As mentioned in my most recent posts, I am trying to create a taxonomic Lightroom keyword hierarchy to properly tag and identify my biodiversity photos on my own archive. I’ve done it by hand for some groups, but would like to fasten the process for the most diverse groups (insects, fungi and plants, mainly). A brief explanation of the different approaches I’ve taken:

  • First, I tagged my photos according to each of the big taxonomic groups iNaturalist uses (AMphibia, Reptilia, Mammalia, Aves, Actinopterygii, Fungi, Plantae, etc).
  • I tackled each of the iNaturalist “main” groups individually. Started with Birds, then some of the ones I photographed less (Fish, Amphibia, etc).
  • After this, I took different approaches to each group.
  1. My first approach for some groups was to first create a tag with the scientific name. After all photos were identified with the “Big Group” and with teh “Scientific Name”, I created the taxonomic hierarchy in keywords, and then dragged each “Scientific Name” tag inside its proper place. This approach is very time consuming.

  2. Second approach was to download the taxonomy for a given group (did it first with Mollusca) from my Dynamic Life List page. The export file is a csv, from which I extracted the columns “name” and rank”. Pasting this into a txt file, I manually edited it in Notepad++ by entering tabulations, in order to create a taxonomic arrangement that could be read by Lightroom’s keyword import. The result would be something like this:

    Although faster than workflow 1,the tabulation insertion is still time consuming, so I’m looking for a new approach.
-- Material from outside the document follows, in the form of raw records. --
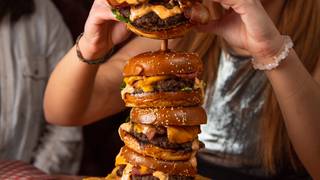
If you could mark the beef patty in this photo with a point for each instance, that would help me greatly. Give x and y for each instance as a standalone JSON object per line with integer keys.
{"x": 171, "y": 85}
{"x": 161, "y": 140}
{"x": 152, "y": 22}
{"x": 150, "y": 176}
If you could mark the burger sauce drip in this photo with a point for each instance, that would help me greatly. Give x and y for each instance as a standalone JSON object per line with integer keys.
{"x": 164, "y": 45}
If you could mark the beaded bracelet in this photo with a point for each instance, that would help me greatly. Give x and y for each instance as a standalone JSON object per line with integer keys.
{"x": 283, "y": 54}
{"x": 93, "y": 61}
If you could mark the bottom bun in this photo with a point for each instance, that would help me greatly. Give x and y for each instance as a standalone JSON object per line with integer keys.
{"x": 164, "y": 99}
{"x": 180, "y": 168}
{"x": 154, "y": 151}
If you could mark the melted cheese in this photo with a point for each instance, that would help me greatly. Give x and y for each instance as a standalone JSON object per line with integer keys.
{"x": 120, "y": 160}
{"x": 160, "y": 175}
{"x": 143, "y": 83}
{"x": 199, "y": 84}
{"x": 144, "y": 170}
{"x": 130, "y": 1}
{"x": 140, "y": 128}
{"x": 160, "y": 10}
{"x": 128, "y": 89}
{"x": 182, "y": 134}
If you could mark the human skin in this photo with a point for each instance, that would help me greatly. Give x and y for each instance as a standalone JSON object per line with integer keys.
{"x": 91, "y": 92}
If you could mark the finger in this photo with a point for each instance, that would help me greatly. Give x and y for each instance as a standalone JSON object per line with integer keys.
{"x": 213, "y": 26}
{"x": 120, "y": 28}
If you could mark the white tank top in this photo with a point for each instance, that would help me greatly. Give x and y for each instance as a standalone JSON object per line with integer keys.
{"x": 233, "y": 104}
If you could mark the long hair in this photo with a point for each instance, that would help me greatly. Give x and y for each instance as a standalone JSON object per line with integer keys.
{"x": 303, "y": 25}
{"x": 15, "y": 9}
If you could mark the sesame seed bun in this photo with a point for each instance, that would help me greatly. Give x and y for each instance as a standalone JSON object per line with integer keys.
{"x": 180, "y": 116}
{"x": 181, "y": 168}
{"x": 163, "y": 63}
{"x": 164, "y": 99}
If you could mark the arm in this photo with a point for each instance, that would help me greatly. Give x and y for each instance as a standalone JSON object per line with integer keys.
{"x": 78, "y": 93}
{"x": 298, "y": 93}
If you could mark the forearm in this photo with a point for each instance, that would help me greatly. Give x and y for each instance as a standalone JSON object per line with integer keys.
{"x": 299, "y": 97}
{"x": 69, "y": 88}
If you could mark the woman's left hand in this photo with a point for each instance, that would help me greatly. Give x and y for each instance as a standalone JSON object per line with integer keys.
{"x": 246, "y": 25}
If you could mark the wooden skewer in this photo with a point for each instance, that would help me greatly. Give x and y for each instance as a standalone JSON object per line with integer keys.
{"x": 164, "y": 45}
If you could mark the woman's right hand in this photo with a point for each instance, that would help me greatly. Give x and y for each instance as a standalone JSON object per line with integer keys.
{"x": 102, "y": 31}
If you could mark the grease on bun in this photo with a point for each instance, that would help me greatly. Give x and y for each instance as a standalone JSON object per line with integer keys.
{"x": 162, "y": 79}
{"x": 159, "y": 19}
{"x": 180, "y": 116}
{"x": 181, "y": 168}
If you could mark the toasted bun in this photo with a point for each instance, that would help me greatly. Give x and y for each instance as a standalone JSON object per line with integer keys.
{"x": 171, "y": 33}
{"x": 180, "y": 116}
{"x": 163, "y": 63}
{"x": 154, "y": 151}
{"x": 182, "y": 168}
{"x": 164, "y": 99}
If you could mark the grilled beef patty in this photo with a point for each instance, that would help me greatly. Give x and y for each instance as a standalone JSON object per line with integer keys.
{"x": 152, "y": 22}
{"x": 174, "y": 84}
{"x": 170, "y": 85}
{"x": 162, "y": 141}
{"x": 151, "y": 177}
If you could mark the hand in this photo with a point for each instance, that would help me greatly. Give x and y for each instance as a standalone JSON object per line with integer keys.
{"x": 247, "y": 26}
{"x": 101, "y": 31}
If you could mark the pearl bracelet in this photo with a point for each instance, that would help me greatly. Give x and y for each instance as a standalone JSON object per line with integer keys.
{"x": 283, "y": 54}
{"x": 100, "y": 60}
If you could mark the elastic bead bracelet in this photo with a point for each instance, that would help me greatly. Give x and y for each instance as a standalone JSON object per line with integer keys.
{"x": 93, "y": 61}
{"x": 283, "y": 54}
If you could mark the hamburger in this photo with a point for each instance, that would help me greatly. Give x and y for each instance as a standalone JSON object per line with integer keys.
{"x": 134, "y": 166}
{"x": 173, "y": 135}
{"x": 159, "y": 19}
{"x": 163, "y": 79}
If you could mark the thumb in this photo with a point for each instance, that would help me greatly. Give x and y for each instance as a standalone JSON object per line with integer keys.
{"x": 213, "y": 26}
{"x": 120, "y": 32}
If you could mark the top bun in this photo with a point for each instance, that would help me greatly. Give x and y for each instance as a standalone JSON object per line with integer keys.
{"x": 163, "y": 63}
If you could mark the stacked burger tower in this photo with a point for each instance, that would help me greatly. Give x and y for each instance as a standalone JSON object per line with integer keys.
{"x": 165, "y": 92}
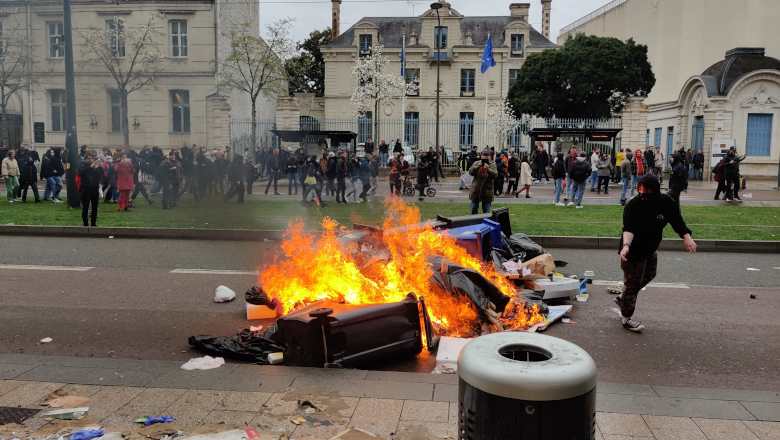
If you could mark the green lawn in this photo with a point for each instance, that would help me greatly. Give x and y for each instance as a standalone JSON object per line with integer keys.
{"x": 726, "y": 222}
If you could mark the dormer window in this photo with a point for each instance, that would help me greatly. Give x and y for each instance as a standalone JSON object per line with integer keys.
{"x": 366, "y": 44}
{"x": 517, "y": 45}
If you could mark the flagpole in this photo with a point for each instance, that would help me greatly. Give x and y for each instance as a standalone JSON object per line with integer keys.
{"x": 403, "y": 91}
{"x": 484, "y": 128}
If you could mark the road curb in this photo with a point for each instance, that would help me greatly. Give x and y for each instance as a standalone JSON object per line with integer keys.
{"x": 739, "y": 246}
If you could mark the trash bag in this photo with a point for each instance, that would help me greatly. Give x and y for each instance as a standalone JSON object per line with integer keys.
{"x": 257, "y": 296}
{"x": 246, "y": 344}
{"x": 224, "y": 294}
{"x": 521, "y": 243}
{"x": 460, "y": 280}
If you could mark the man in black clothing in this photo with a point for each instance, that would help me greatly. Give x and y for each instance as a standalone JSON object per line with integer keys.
{"x": 164, "y": 177}
{"x": 644, "y": 220}
{"x": 274, "y": 165}
{"x": 89, "y": 175}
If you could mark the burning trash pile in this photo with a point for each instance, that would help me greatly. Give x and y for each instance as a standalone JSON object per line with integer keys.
{"x": 347, "y": 297}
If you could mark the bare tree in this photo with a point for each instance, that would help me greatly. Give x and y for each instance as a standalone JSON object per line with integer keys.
{"x": 255, "y": 65}
{"x": 131, "y": 56}
{"x": 17, "y": 69}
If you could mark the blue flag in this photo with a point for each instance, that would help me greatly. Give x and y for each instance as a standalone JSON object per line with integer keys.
{"x": 487, "y": 57}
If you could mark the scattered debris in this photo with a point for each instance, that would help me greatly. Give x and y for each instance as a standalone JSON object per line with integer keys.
{"x": 275, "y": 358}
{"x": 224, "y": 294}
{"x": 67, "y": 414}
{"x": 162, "y": 419}
{"x": 86, "y": 434}
{"x": 204, "y": 363}
{"x": 68, "y": 402}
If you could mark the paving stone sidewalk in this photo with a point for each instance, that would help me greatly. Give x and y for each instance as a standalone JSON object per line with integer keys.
{"x": 396, "y": 405}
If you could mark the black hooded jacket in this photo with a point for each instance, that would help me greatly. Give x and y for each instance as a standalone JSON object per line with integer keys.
{"x": 646, "y": 219}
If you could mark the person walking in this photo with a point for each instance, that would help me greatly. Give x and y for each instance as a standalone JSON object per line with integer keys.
{"x": 731, "y": 173}
{"x": 644, "y": 220}
{"x": 28, "y": 177}
{"x": 559, "y": 175}
{"x": 594, "y": 169}
{"x": 678, "y": 178}
{"x": 658, "y": 165}
{"x": 364, "y": 173}
{"x": 513, "y": 171}
{"x": 291, "y": 169}
{"x": 698, "y": 165}
{"x": 236, "y": 175}
{"x": 484, "y": 173}
{"x": 138, "y": 184}
{"x": 163, "y": 176}
{"x": 341, "y": 177}
{"x": 192, "y": 173}
{"x": 274, "y": 166}
{"x": 124, "y": 182}
{"x": 383, "y": 152}
{"x": 88, "y": 179}
{"x": 628, "y": 171}
{"x": 604, "y": 166}
{"x": 526, "y": 178}
{"x": 353, "y": 173}
{"x": 312, "y": 179}
{"x": 374, "y": 175}
{"x": 579, "y": 173}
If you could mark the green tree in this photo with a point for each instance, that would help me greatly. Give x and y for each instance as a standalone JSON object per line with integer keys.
{"x": 307, "y": 70}
{"x": 590, "y": 77}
  3. Workflow 3: Is there a way to automatically convert the csv export from the Life List page into a Lightroom keyword hierarchy like the one on the image? Due to the different number of sublevels in each taxonomic level, it is not easy to apply a “one rule fits all” method to insert the tabulations. For instance, not all “species” keywords have the same number of tabulations before them. Some come after Kingdom>Phylum>Class>Order>Family>Genus>Species, but others would require Kingdom>Phylum>Class>Subclass>Order>Superfamily>Family>Tribe>Genus>Species and so on

Does anyone have an idea on how to solve this? Thanks a lot in advance!

this thread is a continuation of https://forum.inaturalist.org/t/is-it-possible-to-be-notified-whenever-any-taxonomic-change-occurs-on-one-of-my-observed-species/72690

Yes, in a way. Given that it was a bit more technical, and about a specific process, I decided to create a new post

if you’re trying to prefix a certain number of tabs to each taxon, and you don’t know how to write code to do that based on a parent-child data, and you have or don’t know how to use other tools to accomplish that, and you don’t want to ask a chatbot to parse that for you, then maybe you can start with my page to get your life list: https://jumear.github.io/stirfry/iNat_observations_taxonomy?user_id=joaolemoslima&options=ancestry.

you can count the number of delimiters in the ancestry tab, or count the number of characters in the tree column, and use that as the basis for the number of tabs to prefix.

Just managed to solve it, with a big help from your page and a little help from Gemini (to code it, I really should invest my free time into learning how to code in Python).
One question, would it be possible to do the same thing for a geographic range? Say, the full taxonomic arrangement of everything observed in Europe? From what I remember, the API has a limit of entries it returns, correct?

Once again, thank you for your help!

you can try running the page with whatever parameters the API will accept. but there are a lot of taxa in Europe, and web pages aren’t really designed to display tables with tons of information, without implementing some special tricks which i haven’t in my page. the API itself will probably return the information just fine, but then you’ll need to implement your own code to parse the parent-child dataset.